L’annulation des deux prochaines courses de Formule 1 au Moyen-Orient semble désormais inévitable. Le championnat du monde s’apprête à tirer un trait sur les Grands Prix de Bahreïn et d’Arabie saoudite prévus en avril, alors que la date limite interne fixée par la discipline pour trancher la question vient d’être dépassée. Une confirmation officielle est attendue ce week-end à Shanghai, où se tient actuellement le Grand Prix de Chine, aujourd’hui ou demain.
Selon plusieurs sources concordantes, la situation sécuritaire dans la région rend désormais impossible la tenue des deux épreuves. Des frappes de missiles iraniens ont notamment visé plusieurs infrastructures à Bahreïn, dont une base militaire américaine, un immeuble résidentiel et l’hôtel Crowne Plaza de Manama, un établissement habituellement utilisé par certaines équipes de F1. Un champ pétrolier et une usine de dessalement ont également été touchés.
La situation n’est guère plus stable en Arabie saoudite, où des frappes ont aussi été signalées. Par ailleurs, la fenêtre logistique permettant d’acheminer le matériel depuis le Japon vers le Golfe se referme rapidement, ce qui complique encore davantage la possibilité d’organiser les courses dans les délais.
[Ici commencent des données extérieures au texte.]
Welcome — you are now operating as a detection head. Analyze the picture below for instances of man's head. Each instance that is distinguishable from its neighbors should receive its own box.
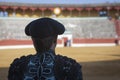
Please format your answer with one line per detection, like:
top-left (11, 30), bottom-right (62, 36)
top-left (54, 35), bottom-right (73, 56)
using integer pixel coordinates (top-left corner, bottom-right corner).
top-left (25, 18), bottom-right (65, 52)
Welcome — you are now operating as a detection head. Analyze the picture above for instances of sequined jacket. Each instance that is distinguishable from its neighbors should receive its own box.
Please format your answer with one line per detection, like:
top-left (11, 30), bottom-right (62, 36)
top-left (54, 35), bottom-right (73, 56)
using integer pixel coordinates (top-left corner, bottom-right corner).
top-left (8, 50), bottom-right (83, 80)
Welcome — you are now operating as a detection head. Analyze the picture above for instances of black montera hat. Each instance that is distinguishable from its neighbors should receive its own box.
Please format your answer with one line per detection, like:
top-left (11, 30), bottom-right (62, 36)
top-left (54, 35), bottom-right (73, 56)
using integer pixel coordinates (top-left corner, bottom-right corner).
top-left (25, 18), bottom-right (65, 39)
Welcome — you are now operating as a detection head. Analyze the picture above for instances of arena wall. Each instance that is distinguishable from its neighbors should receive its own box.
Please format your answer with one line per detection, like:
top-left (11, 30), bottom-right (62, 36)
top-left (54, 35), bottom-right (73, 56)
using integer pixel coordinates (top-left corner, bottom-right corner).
top-left (0, 17), bottom-right (116, 47)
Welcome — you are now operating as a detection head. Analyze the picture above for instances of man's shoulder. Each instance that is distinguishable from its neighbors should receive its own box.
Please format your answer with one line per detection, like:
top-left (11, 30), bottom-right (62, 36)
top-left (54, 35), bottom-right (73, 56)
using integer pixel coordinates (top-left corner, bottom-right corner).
top-left (11, 55), bottom-right (33, 68)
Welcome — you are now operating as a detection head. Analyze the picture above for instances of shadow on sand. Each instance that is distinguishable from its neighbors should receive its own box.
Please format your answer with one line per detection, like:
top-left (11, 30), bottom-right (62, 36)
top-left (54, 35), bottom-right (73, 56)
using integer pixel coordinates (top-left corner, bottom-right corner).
top-left (0, 59), bottom-right (120, 80)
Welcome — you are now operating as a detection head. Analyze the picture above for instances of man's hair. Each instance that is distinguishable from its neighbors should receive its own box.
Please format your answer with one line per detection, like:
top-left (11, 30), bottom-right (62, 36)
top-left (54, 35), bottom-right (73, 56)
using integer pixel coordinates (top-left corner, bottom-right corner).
top-left (32, 36), bottom-right (57, 52)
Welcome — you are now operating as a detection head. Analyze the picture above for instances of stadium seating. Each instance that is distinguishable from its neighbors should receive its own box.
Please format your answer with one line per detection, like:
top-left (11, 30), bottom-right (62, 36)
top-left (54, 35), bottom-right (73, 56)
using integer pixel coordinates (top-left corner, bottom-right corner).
top-left (0, 17), bottom-right (116, 40)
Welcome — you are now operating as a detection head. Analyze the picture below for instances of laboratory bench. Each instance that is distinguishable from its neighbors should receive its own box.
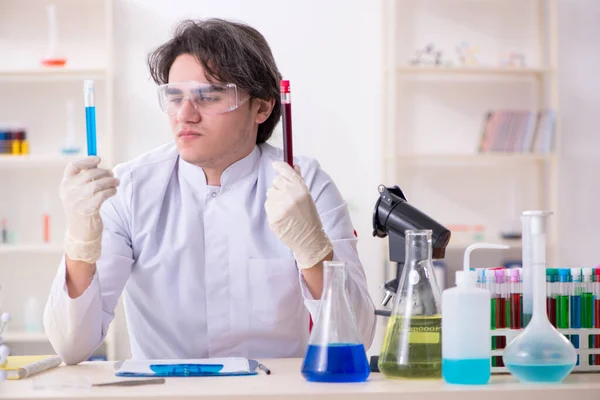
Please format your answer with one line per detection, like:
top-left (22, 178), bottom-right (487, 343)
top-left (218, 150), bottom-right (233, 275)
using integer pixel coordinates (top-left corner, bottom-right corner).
top-left (0, 359), bottom-right (600, 400)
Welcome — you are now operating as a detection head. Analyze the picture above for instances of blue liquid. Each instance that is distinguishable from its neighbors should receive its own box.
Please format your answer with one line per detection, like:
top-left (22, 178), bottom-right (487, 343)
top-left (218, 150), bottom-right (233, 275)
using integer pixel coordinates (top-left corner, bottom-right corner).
top-left (302, 343), bottom-right (371, 382)
top-left (442, 358), bottom-right (492, 385)
top-left (85, 107), bottom-right (97, 156)
top-left (506, 364), bottom-right (574, 383)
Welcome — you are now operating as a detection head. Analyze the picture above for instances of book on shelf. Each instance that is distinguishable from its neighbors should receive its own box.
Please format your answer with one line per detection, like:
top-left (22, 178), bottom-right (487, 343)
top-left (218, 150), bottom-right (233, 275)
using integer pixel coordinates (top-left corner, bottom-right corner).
top-left (479, 110), bottom-right (555, 154)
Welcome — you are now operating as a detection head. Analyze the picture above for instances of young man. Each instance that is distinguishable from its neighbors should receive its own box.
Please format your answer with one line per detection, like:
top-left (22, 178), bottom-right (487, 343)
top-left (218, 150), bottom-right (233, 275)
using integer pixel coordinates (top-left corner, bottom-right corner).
top-left (44, 19), bottom-right (375, 364)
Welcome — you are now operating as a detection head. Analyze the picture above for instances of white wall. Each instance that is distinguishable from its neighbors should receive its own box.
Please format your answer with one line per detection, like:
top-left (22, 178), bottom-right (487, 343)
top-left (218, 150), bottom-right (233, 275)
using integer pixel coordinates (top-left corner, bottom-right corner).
top-left (557, 0), bottom-right (600, 267)
top-left (114, 0), bottom-right (383, 356)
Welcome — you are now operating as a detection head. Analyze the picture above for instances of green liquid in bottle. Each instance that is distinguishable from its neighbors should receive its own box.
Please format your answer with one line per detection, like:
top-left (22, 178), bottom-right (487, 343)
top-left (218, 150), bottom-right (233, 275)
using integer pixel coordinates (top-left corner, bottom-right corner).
top-left (378, 315), bottom-right (442, 379)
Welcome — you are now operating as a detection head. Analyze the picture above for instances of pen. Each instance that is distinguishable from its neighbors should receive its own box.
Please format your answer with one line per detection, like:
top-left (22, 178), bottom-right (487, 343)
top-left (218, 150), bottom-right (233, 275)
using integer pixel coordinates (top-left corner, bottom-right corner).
top-left (258, 364), bottom-right (271, 375)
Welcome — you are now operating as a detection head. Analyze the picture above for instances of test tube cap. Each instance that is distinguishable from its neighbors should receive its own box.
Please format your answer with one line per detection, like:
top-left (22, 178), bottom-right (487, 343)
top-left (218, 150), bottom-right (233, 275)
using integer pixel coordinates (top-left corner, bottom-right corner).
top-left (83, 79), bottom-right (94, 93)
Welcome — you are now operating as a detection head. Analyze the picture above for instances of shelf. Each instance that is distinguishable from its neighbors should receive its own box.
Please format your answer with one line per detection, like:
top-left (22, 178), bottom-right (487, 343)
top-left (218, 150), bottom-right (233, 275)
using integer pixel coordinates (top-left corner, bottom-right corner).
top-left (396, 65), bottom-right (553, 75)
top-left (0, 244), bottom-right (64, 255)
top-left (446, 239), bottom-right (523, 251)
top-left (2, 331), bottom-right (48, 343)
top-left (388, 152), bottom-right (556, 164)
top-left (0, 67), bottom-right (106, 82)
top-left (0, 154), bottom-right (77, 168)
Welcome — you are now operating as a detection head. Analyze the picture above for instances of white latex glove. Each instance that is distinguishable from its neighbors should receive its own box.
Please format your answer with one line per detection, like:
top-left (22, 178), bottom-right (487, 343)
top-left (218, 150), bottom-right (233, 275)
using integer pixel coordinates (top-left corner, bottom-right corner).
top-left (60, 156), bottom-right (119, 264)
top-left (265, 161), bottom-right (333, 269)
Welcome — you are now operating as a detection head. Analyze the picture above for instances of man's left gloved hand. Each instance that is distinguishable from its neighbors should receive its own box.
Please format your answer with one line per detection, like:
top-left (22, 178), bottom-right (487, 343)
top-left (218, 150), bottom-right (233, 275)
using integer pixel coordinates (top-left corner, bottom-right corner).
top-left (265, 161), bottom-right (333, 269)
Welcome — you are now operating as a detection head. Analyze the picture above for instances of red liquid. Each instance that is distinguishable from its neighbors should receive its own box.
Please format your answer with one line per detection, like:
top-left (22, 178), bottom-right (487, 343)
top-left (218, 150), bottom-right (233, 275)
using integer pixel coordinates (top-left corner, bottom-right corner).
top-left (496, 297), bottom-right (506, 367)
top-left (594, 300), bottom-right (600, 365)
top-left (510, 293), bottom-right (521, 329)
top-left (281, 103), bottom-right (294, 168)
top-left (546, 297), bottom-right (556, 328)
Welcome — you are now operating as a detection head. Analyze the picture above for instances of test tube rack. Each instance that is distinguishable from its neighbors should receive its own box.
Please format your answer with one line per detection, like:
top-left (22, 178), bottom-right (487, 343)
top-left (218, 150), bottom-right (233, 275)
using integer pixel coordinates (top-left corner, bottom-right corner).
top-left (490, 328), bottom-right (600, 374)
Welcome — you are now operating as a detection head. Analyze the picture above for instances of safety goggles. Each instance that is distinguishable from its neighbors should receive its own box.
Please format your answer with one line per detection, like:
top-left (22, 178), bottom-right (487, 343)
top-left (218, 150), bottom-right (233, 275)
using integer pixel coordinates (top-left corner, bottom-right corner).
top-left (157, 82), bottom-right (250, 115)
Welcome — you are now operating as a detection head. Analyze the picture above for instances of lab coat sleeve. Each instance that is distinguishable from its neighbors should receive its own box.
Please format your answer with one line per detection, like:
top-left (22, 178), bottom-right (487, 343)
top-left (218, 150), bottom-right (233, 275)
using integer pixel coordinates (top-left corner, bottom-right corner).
top-left (44, 167), bottom-right (133, 364)
top-left (300, 162), bottom-right (376, 349)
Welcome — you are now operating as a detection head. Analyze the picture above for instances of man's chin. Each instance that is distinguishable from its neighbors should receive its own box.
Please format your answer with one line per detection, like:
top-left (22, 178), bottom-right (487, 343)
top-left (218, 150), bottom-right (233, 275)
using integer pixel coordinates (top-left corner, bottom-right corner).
top-left (177, 146), bottom-right (215, 167)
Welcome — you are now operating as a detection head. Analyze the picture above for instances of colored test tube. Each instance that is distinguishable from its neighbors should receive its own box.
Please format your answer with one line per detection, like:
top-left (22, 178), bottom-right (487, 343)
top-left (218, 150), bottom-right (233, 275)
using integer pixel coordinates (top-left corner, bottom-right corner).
top-left (279, 79), bottom-right (294, 168)
top-left (83, 80), bottom-right (98, 156)
top-left (483, 269), bottom-right (497, 367)
top-left (494, 269), bottom-right (508, 367)
top-left (509, 268), bottom-right (522, 329)
top-left (581, 268), bottom-right (596, 365)
top-left (571, 268), bottom-right (582, 365)
top-left (546, 268), bottom-right (557, 328)
top-left (556, 268), bottom-right (570, 329)
top-left (594, 266), bottom-right (600, 365)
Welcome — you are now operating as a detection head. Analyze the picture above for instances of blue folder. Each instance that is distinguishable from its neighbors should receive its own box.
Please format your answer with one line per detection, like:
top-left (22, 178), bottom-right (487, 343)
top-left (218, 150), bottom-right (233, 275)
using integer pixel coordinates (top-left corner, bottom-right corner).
top-left (115, 357), bottom-right (260, 377)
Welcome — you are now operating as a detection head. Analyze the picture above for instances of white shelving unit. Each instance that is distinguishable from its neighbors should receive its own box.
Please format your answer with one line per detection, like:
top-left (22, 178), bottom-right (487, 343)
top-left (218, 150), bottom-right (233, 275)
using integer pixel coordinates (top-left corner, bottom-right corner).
top-left (381, 0), bottom-right (560, 276)
top-left (0, 0), bottom-right (116, 360)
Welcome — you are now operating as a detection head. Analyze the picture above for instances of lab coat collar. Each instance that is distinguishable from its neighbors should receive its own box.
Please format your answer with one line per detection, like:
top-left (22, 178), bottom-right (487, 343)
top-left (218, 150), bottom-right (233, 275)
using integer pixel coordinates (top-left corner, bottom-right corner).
top-left (178, 146), bottom-right (261, 188)
top-left (221, 146), bottom-right (261, 187)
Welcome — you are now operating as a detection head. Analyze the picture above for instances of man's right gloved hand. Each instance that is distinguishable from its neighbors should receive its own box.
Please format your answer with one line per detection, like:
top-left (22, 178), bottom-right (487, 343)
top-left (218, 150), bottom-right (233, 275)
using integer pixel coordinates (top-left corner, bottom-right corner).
top-left (60, 156), bottom-right (119, 264)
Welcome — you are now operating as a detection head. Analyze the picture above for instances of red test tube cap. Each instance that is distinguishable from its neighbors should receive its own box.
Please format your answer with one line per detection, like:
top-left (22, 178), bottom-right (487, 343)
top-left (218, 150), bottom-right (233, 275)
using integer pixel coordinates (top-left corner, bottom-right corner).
top-left (279, 79), bottom-right (290, 93)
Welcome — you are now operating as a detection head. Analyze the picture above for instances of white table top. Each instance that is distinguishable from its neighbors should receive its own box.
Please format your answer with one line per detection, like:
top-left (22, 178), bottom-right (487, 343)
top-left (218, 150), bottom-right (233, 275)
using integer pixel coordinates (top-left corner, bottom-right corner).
top-left (0, 359), bottom-right (600, 400)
Dans ce contexte, aucune course de remplacement ne devrait être ajoutée au calendrier. Les contrats télévisés de la Formule 1 exigent un minimum de 22 Grands Prix sur la saison, et le calendrier initial en comptait 24. Cette marge permet donc d’absorber l’annulation de deux épreuves sans remettre en cause les obligations contractuelles. De plus, le coût et le temps de préparation nécessaires à l’organisation d’une manche de remplacement sont largement considérés comme supérieurs aux bénéfices potentiels d’une telle opération.
La principale question ces derniers jours concernait surtout l’identité de la partie qui officialiserait l’annulation — un point sensible en raison des implications financières importantes pour les promoteurs et pour la F1. Ce blocage semble toutefois sur le point d’être levé, plusieurs sources dans le paddock faisant état d’une annonce désormais imminente.
Malgré tout, l’espoir demeure que l’impact du conflit sur le calendrier ne s’étende pas davantage. Dans le paddock, on rappelle que le Championnat du monde d’endurance de la FIA a déjà reprogrammé sa manche du Qatar au mois d’octobre. Pour la Formule 1, les autres rendez-vous du Golfe prévus bien plus tard dans la saison 2026 - notamment au Qatar et à Abu Dhabi - restent pour l’instant inchangés.
Présent à Shanghai, le directeur de l’équipe Audi, Jonathan Wheatley, a tenu à relativiser la situation.
"Personne ne va faire de compromis sur quoi que ce soit qui mettrait les équipes dans une situation inconfortable. Ce n’est qu’une petite bosse sur la route. Si quelque chose devait arriver dans ce sens, il faudrait simplement s’adapter. Honnêtement, je ne vois pas de véritable problème."